二人の人生は、他人のささいな言葉によって作られていく。
それを他人が知れば、きっと否定するだろう。だってその人の人生はその人のものであり、誰かのイメージに合わせる必要なんてある訳がない。誰かのささいな言葉の為に自分を犠牲にしてはいけない。もっと自由に生きるべきなのだ。本当に自分がしたい事をして、生きたいように生きるべきだ。
でも、二人は、もう、とっくに、生きたいように生きている。
他人からのイメージを守りたい。
二人とも、それが心からの願いであり、幸福なのだ。
美味しい物を食べたい、旅行がしたい、ずっと寝ていたい、友達百人つくりたい、一人で生きていきたい。皆それぞれ違った願いを持っている。こんな人生だったら幸福だと。
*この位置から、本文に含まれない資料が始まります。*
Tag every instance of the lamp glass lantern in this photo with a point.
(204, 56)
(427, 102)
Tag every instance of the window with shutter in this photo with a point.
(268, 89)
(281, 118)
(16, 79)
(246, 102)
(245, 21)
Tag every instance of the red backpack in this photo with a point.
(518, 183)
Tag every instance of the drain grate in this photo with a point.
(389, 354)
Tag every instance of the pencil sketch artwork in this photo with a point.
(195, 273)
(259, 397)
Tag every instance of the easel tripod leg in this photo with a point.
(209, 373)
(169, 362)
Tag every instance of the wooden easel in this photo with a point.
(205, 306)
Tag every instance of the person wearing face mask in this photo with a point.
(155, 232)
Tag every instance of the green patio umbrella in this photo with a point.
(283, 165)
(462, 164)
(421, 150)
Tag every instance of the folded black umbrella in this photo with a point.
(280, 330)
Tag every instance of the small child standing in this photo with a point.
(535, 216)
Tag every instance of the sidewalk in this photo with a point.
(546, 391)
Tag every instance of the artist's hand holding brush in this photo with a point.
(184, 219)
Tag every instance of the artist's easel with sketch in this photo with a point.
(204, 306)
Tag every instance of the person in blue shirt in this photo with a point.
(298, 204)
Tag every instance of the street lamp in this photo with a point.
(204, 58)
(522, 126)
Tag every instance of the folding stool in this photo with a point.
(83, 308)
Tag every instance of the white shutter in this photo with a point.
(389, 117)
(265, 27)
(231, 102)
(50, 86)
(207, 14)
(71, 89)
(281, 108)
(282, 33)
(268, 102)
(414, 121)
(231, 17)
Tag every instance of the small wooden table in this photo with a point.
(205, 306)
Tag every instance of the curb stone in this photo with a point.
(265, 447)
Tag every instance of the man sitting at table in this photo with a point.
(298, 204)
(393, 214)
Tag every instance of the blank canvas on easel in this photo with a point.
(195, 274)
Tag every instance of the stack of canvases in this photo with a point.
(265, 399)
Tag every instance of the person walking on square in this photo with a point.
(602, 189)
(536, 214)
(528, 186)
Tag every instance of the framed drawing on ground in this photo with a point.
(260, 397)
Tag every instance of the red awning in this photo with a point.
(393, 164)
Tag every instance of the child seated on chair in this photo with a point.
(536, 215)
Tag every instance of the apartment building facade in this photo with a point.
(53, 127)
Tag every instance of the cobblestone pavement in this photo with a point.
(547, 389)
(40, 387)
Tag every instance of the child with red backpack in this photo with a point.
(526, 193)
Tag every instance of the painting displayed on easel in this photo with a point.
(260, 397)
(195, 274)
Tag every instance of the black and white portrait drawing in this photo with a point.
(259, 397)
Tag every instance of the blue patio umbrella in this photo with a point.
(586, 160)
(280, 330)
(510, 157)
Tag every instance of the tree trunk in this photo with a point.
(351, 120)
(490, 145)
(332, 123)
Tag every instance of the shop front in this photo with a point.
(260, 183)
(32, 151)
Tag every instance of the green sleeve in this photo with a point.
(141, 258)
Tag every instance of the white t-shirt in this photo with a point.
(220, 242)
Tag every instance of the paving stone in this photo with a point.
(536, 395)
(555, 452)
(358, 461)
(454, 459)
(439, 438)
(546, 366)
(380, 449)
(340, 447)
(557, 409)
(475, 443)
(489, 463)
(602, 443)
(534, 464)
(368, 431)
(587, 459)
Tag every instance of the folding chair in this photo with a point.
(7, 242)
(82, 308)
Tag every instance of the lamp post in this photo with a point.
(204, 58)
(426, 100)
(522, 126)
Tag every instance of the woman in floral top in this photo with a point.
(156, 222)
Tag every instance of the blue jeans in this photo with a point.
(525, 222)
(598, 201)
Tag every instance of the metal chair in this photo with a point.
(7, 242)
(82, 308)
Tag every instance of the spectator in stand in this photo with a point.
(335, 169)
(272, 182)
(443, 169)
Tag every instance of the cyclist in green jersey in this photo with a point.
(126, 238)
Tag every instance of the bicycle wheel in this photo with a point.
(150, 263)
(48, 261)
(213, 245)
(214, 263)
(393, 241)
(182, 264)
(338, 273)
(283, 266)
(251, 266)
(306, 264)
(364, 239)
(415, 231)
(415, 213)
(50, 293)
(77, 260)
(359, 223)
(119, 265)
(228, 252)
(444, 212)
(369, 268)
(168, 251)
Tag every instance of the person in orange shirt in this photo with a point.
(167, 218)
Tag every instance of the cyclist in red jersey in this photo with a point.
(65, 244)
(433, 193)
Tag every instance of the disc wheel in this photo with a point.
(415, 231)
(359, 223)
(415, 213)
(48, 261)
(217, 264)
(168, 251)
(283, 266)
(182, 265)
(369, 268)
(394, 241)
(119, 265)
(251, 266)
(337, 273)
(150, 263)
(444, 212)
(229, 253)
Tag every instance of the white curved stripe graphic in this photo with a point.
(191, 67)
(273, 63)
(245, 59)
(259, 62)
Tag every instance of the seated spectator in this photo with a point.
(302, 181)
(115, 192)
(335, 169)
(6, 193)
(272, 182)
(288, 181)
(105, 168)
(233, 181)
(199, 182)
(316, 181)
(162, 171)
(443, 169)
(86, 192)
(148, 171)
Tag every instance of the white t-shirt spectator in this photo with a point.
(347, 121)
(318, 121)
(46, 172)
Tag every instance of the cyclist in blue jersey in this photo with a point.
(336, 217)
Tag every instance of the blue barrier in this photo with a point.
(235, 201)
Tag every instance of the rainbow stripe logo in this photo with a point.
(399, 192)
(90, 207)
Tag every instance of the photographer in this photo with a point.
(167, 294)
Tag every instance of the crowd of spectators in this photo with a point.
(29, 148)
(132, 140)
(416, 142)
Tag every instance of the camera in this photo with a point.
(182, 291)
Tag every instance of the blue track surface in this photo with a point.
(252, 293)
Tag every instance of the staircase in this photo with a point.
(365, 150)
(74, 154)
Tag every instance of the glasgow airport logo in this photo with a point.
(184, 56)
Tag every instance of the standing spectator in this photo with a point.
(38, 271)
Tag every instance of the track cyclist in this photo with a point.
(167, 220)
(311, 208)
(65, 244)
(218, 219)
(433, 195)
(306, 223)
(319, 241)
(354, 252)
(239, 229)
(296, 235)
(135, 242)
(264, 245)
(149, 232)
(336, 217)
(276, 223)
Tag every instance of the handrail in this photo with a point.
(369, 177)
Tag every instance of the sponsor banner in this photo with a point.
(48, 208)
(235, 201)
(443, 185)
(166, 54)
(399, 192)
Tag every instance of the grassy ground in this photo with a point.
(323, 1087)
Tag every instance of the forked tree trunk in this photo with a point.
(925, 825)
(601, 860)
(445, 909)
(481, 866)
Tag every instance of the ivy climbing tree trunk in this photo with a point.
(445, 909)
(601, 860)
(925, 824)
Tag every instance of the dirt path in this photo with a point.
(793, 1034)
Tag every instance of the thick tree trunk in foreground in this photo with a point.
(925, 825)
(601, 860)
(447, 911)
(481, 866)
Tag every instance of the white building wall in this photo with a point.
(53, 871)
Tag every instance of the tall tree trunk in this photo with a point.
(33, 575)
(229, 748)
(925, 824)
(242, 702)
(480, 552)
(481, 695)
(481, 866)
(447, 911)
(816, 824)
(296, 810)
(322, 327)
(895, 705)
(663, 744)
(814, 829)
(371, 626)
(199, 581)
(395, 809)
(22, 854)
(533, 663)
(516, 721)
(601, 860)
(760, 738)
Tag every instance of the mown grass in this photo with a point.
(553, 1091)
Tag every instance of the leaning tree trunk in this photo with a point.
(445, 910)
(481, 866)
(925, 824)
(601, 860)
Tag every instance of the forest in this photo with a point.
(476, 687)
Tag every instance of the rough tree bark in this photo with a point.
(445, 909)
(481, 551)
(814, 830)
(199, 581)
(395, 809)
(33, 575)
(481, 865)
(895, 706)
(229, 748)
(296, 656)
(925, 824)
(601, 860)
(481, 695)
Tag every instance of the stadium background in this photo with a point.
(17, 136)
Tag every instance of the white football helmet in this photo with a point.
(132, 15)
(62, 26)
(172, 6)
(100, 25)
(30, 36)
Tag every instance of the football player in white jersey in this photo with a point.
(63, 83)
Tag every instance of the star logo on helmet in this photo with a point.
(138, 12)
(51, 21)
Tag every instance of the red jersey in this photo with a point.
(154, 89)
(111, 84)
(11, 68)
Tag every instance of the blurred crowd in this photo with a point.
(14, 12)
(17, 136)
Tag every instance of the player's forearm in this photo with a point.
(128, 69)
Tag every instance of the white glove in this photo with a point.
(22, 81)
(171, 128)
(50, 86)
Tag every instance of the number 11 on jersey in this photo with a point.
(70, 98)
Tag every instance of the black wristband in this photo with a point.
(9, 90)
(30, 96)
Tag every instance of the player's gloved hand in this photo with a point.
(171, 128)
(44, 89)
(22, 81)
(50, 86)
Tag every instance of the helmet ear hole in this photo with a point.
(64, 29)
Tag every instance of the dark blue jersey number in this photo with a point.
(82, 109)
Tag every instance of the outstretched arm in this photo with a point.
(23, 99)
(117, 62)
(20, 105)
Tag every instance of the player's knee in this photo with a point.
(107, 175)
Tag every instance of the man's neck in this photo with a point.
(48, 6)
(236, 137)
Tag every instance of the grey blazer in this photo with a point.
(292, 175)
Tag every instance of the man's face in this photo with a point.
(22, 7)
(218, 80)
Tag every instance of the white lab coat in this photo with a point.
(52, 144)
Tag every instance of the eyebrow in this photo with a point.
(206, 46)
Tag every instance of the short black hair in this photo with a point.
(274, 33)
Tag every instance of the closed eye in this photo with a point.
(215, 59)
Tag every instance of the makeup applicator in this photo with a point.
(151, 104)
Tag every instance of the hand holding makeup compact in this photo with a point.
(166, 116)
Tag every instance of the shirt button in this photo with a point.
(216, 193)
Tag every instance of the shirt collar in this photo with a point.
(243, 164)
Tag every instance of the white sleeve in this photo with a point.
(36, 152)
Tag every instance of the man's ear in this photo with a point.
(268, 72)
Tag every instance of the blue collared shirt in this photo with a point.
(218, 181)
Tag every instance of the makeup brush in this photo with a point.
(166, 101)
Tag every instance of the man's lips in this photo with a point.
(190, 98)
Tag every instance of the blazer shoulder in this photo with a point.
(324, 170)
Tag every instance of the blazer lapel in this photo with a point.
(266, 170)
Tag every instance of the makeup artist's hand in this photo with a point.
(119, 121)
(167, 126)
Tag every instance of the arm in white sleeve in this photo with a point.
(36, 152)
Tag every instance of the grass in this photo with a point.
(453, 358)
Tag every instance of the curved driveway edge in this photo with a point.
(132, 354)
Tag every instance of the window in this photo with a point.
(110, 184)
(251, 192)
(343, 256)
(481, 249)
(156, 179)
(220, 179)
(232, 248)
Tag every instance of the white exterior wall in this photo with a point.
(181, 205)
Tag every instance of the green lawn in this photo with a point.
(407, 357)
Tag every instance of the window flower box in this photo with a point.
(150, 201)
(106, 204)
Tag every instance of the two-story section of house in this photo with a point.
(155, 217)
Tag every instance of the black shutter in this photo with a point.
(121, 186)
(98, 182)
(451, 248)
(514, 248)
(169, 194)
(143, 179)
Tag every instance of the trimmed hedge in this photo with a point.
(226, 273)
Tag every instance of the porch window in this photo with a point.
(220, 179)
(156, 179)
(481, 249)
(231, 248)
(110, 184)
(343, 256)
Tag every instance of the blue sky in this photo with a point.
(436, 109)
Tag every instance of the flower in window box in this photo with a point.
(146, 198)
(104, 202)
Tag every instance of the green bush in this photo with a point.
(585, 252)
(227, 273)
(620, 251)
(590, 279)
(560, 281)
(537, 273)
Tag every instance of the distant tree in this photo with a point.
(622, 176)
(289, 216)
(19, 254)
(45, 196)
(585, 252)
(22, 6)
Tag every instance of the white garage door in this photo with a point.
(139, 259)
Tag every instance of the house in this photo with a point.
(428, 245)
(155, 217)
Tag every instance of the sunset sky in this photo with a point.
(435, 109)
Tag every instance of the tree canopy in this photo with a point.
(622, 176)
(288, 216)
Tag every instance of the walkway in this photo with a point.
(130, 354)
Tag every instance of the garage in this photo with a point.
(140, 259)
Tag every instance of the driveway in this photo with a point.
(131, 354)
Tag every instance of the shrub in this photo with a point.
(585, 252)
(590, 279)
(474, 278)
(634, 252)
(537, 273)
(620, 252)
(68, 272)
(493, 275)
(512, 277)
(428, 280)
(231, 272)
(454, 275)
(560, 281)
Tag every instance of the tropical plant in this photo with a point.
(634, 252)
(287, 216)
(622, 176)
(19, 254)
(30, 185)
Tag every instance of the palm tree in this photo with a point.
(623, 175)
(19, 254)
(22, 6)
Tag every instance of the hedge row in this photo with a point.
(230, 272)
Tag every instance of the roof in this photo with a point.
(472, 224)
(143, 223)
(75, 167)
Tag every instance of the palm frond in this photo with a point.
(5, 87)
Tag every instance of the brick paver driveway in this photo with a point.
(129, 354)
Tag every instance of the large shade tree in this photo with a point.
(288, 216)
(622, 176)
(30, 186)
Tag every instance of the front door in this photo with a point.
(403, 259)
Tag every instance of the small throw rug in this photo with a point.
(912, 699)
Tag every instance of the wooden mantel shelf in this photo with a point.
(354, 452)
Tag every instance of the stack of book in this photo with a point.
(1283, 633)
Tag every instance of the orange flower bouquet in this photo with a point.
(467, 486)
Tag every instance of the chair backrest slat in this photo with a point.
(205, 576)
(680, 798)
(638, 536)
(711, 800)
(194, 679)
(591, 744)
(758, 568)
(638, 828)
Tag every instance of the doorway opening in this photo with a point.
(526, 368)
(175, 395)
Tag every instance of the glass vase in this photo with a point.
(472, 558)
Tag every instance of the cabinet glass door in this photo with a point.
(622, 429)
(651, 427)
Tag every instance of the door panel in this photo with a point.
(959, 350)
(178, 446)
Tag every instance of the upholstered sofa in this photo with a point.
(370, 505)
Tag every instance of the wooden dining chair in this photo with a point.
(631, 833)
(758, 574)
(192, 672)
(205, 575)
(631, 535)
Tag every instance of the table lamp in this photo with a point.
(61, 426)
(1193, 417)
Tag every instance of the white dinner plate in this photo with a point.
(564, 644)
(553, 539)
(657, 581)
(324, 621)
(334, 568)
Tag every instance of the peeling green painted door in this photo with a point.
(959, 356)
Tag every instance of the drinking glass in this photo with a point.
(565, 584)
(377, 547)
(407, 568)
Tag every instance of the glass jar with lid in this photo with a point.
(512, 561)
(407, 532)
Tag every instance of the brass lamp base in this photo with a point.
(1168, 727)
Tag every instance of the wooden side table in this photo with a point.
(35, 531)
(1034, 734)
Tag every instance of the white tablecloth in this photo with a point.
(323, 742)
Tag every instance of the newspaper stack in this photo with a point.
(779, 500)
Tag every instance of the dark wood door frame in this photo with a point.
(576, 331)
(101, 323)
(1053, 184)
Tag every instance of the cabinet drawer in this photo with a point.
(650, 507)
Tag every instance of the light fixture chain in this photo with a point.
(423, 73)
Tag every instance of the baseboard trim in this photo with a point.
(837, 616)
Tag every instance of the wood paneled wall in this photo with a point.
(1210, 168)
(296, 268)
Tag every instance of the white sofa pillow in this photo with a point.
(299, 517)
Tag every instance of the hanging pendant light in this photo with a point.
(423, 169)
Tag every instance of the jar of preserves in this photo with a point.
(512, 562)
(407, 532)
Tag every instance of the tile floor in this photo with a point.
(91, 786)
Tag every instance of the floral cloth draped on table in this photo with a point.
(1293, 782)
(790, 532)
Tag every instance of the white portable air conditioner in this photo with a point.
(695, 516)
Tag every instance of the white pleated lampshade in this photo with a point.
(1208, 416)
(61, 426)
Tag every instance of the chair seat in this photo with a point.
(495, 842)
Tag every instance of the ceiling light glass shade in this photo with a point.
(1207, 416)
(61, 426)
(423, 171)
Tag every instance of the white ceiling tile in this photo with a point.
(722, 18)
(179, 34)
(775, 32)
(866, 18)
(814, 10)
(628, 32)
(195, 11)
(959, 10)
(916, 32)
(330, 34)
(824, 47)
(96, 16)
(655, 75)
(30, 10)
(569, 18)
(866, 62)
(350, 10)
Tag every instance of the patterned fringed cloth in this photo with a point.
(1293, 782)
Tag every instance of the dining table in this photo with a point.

二人の場合はそれが、他人からのイメージを守る事であった。
自分を犠牲になどしていない。二人は互いに、確かに、自分の幸福の為に生きている。
「おしどり夫婦だよね」と言われるから、二人はおしどり夫婦でいる。
そうしたいから、そうしている。
そんな二人が共通の友人と食事をしている時の事であった。
「そういや知ってる? 最近テレビで見たんだけどさ、おしどり夫婦のおしどりって、本当はころころパートナー変えるんだって」
友人のささいな言葉。
二人は顔を見合わせた。
自分たちはおしどり夫婦として評判だ。
おしどり夫婦なのだから、であるならば、当然おしどりらしく生きなければ……。